По астрономической комнате разлился яркий свет.
Лайла отшатнулась, а Зофья, напротив, наклонилась поближе к свету. На ее лице читалось любопытство.
– Эти часы работают как мнемо-жучок, – заметила она.
Масштабное голографическое изображение, спрятанное в часах, растянулось по всей комнате.
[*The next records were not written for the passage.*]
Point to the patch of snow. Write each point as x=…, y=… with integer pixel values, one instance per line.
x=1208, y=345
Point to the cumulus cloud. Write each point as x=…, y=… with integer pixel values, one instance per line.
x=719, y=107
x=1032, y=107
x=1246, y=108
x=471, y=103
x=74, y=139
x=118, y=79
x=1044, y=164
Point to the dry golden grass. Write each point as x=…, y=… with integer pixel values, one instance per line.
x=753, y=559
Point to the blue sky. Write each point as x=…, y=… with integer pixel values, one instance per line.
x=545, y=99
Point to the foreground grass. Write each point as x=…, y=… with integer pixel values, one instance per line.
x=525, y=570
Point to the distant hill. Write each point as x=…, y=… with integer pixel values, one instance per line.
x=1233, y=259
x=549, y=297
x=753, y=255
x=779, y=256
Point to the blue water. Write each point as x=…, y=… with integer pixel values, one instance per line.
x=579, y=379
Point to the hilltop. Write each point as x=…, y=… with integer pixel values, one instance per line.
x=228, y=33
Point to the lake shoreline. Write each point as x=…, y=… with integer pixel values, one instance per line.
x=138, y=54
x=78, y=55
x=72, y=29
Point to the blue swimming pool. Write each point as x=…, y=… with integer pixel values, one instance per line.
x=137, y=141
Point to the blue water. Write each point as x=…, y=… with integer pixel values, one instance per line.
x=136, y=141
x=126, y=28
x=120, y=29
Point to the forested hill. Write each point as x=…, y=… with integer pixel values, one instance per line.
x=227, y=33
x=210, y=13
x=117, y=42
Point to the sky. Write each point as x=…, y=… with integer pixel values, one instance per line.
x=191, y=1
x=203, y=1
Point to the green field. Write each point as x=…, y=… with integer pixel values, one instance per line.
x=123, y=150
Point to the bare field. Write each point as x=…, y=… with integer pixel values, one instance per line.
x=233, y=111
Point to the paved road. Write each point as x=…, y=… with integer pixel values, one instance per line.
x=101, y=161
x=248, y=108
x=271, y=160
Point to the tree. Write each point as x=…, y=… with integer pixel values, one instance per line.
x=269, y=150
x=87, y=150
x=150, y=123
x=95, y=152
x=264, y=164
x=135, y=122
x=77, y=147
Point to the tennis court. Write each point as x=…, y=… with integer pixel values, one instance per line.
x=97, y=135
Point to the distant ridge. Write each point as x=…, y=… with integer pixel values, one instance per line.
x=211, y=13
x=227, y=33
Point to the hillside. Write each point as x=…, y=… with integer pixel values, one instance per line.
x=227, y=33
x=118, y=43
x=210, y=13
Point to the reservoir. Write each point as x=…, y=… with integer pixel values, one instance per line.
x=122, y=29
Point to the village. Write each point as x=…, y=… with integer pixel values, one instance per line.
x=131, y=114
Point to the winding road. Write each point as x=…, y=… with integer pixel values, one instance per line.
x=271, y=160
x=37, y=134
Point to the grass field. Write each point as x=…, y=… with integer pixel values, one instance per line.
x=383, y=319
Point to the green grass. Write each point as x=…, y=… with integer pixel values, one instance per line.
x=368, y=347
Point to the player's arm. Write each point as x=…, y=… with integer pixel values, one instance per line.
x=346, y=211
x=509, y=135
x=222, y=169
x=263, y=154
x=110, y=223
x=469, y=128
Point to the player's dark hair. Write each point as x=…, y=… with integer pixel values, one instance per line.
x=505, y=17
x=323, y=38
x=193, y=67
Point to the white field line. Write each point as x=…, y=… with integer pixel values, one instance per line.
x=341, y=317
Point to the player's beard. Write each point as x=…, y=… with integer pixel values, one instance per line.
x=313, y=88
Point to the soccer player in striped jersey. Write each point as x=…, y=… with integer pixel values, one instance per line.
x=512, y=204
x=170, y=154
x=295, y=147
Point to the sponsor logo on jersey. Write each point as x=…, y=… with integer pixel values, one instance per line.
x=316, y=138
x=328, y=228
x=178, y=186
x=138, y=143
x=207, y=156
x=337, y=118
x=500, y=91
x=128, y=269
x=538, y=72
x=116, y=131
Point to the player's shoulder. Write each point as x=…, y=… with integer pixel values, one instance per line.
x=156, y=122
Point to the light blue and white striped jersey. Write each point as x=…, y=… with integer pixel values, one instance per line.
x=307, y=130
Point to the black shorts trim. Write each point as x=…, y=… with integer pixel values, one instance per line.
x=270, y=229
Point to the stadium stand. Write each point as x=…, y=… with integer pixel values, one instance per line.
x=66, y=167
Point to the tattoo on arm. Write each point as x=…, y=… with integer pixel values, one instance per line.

Помещения, набитые костями. Узкие коридоры, в которых рядами выстроились ухмыляющиеся черепа. Заброшенный зал, в котором можно было заметить знакомый спиралевидный узор: как на полу в поместье Дома Ко́ры. Энрике казалось, что он чувствует все запахи этого места, хотя перед ним было всего лишь изображение. Большие кресты, сделанные из тазобедренных костей, и мрачное озеро, над которым свисали острые сталактиты. И, наконец, тайное укрытие Падшего Дома. Место, соединенное с выставочным павильоном. Где-то там, среди мрака и костей, Тристан ждал спасения.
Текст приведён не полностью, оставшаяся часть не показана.